According to the author of
partools
, this could be a scaling issue -- so that, even if no levels of a categorical variable are missing in any one chunk, the error may still occur because the number of observations in a given level are both absolutely and relatively low.Solutions
Decrease the number of chunks: assuming there is a point at which the error will disappear, you can decrease the number of chunks; however, this also means that you are decreasing the number of cores you will use which means that (a) each chunk may be so large so that you run into memory problems or (b) the parallel processes now run too slow, or (c) both.

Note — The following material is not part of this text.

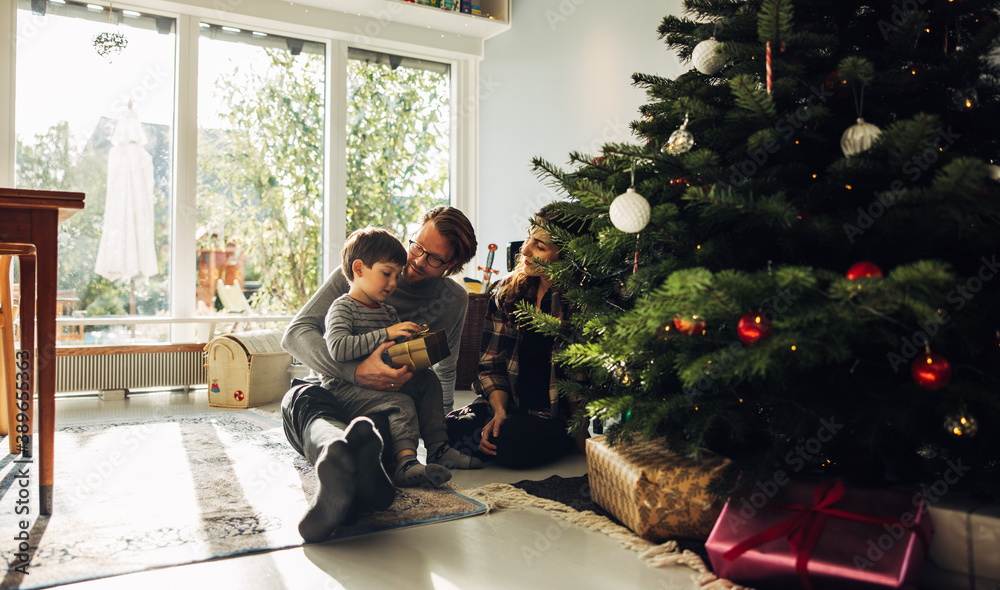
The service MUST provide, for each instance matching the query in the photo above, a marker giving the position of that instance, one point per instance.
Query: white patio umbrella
(127, 251)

Alter the levels/variable structure: you can leave the desired number of chunks/cores as-is, and simply alter the levels so that each level has a critical number of observations. For
agelvl
, you could increase the intervals (10 years, instead of 5), or, if possible, change age from a categorical variable to a continuous one. One should keep in mind that such changes could alter the explanatory power of the model or cause the model to be incorrectly specified.